National Marine Mammal Lab, Alaska Fisheries Science Center

A Bayesian assessment of the humpback whale stock in the western South Atlantic Ocean

Abstract:

The population of humpback whales (Megaptera novaeangliae) wintering off the eastern coast of South America is referred to by the International Whaling Commission (IWC) as ‘breeding stock A’. This population was heavily exploited in 20th century modern commercial whaling operations. After more than 30 years of protection, the present status of this population remains unknown. A deterministic sex and age-aggregated population dynamics model was fitted to modern whaling harvest data, absolute estimates of abundance and indices of relative abundance, with the goal of estimating the pre-exploitation population size (K), the maximum net recruitment rate (Rmax), the maximum depletion level (Nmin/K), and other status indices. A Bayesian statistical method was used to calculate probability distributions for the model parameters and other quantities of interest. Prior distributions were set on Rmax - an uninformative (Uniform [0, 0.106]) and an informative (Normal [0.067, 0.042]) - and on the population size in 2005 - N2005 (Uniform [ln(550); ln(20000)]). A total of 5000 samples were used to compute the joint posterior distribution of the model parameters using the Sampling-Importance-Resampling (SIR) algorithm. Sensitivity of model outputs to the priors on Rmax, a genetic constraint, data inclusion and catch allocation scenarios was investigated.

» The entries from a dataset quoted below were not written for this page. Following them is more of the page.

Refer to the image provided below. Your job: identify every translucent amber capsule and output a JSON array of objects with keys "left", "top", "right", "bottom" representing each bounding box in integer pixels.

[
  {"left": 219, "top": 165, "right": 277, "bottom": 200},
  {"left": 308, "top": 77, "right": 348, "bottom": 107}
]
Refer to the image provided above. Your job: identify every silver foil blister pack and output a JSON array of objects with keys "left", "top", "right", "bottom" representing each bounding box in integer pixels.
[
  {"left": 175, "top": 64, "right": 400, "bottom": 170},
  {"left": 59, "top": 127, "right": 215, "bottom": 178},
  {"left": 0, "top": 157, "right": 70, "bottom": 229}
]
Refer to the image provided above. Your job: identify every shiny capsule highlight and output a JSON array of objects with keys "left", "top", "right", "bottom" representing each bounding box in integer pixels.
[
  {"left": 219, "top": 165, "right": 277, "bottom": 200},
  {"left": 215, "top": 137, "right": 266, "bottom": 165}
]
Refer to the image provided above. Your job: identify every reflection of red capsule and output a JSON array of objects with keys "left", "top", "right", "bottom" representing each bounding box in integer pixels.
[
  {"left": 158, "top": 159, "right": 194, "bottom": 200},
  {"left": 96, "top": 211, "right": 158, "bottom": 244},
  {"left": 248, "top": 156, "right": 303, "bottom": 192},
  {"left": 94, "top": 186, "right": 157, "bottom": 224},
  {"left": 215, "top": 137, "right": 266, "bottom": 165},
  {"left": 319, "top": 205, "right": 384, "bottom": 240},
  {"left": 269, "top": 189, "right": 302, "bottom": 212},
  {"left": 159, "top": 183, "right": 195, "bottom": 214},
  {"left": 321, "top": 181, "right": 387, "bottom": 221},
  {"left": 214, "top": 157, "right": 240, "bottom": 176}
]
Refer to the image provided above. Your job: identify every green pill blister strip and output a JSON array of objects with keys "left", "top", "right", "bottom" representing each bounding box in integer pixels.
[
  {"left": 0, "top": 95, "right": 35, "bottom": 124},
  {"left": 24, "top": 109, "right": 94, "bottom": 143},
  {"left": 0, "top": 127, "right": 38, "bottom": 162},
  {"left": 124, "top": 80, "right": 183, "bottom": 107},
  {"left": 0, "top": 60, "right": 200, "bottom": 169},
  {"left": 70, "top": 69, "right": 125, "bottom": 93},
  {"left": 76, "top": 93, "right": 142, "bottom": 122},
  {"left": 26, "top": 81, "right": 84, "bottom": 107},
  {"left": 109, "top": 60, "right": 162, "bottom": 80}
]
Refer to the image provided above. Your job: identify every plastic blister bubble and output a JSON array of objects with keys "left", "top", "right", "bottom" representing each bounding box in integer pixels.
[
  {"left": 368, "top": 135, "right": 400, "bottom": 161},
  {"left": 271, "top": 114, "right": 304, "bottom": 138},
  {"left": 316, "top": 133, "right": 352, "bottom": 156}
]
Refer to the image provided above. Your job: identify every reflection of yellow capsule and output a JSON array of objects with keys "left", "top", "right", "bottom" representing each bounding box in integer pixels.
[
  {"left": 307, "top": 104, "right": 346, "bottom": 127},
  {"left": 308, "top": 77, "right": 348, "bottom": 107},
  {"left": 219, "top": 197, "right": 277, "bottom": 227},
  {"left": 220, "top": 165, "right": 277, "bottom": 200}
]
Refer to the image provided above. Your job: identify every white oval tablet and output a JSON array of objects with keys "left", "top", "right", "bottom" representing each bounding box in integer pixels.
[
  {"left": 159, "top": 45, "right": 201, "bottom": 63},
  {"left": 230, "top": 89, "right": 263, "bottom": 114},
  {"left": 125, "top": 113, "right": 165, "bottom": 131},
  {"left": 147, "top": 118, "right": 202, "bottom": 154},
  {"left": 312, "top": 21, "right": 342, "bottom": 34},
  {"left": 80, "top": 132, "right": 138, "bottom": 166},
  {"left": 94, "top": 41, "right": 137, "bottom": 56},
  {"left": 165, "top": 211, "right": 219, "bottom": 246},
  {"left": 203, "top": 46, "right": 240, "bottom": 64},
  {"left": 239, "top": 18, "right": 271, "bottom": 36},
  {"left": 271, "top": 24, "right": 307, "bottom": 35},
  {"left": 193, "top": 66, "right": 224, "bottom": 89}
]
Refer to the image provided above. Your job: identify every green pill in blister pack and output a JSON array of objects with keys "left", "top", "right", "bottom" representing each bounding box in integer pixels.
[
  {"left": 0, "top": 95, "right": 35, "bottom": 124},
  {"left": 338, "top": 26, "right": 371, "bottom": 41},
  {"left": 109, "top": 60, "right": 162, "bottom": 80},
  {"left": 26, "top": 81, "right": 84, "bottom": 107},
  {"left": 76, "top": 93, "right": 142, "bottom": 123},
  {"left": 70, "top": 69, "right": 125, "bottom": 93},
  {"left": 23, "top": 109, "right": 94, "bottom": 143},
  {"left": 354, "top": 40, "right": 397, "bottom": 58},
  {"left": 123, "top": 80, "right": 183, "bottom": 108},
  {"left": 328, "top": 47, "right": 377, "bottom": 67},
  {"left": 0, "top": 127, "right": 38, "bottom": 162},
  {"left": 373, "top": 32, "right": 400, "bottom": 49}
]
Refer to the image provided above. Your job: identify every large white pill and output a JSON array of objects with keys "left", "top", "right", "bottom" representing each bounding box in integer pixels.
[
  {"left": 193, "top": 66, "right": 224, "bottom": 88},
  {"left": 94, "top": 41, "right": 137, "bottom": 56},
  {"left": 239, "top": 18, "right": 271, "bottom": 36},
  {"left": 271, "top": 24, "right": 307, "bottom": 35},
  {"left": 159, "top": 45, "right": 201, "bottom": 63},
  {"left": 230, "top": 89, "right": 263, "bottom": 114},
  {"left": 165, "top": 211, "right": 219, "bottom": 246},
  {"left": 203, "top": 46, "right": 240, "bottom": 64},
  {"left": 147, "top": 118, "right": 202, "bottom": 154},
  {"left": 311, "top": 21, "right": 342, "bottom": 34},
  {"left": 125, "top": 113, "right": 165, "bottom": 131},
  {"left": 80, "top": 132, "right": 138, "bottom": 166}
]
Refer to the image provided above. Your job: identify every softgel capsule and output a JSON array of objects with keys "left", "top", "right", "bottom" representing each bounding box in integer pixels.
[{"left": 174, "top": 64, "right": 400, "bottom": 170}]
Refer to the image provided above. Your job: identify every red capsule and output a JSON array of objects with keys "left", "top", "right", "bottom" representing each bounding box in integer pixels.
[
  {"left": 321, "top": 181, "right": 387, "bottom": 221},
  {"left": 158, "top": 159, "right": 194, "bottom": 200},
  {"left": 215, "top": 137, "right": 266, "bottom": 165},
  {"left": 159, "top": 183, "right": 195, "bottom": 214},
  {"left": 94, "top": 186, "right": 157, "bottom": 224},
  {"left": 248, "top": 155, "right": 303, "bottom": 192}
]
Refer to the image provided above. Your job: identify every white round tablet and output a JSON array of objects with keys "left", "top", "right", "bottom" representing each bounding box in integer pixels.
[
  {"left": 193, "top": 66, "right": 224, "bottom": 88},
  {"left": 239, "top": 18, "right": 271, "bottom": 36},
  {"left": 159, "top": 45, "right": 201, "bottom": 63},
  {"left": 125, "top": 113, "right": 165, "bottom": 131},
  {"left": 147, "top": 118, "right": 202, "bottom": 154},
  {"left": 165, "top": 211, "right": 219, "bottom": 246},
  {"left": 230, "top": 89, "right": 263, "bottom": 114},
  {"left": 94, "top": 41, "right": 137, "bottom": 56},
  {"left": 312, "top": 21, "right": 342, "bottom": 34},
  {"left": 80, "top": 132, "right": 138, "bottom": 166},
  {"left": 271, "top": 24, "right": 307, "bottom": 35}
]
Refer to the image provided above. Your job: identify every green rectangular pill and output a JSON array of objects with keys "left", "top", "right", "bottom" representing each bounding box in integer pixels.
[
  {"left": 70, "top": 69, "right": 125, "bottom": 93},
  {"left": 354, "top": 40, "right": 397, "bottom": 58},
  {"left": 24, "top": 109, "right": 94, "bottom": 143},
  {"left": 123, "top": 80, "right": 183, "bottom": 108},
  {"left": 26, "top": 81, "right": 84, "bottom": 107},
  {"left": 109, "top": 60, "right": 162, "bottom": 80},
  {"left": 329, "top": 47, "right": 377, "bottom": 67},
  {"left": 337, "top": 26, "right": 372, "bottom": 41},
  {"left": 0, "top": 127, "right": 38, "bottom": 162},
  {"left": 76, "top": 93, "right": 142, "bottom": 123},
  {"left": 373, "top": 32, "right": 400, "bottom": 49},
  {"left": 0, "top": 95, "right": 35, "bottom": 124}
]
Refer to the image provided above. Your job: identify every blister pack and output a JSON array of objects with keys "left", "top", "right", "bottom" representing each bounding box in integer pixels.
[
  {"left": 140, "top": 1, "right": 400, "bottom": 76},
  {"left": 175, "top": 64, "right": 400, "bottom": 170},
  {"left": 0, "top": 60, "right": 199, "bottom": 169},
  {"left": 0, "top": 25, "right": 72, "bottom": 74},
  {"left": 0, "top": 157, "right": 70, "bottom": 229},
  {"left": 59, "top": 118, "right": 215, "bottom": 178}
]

Posterior probability distributions of quantities of interest for the base case scenario were: Rmax = 0.07 (95% credibility intervals [CI] = 0.013-0.099), K = 24461 (95% CI = 25031-31220), Nmin/K = 1.9% (CI = 0.3%-11.9%), N2006/K = 27.0% (CI = 18.0%-38.7%), N2020/K=61.7% (CI = 23.4%-88.0%), and N2040/K=97.5% (CI = 30.4%-99.9%). Despite apparent recovery in the past three decades, the western South Atlantic humpback whale population is still low relative to its pre-exploitation size and requires continued conservation efforts.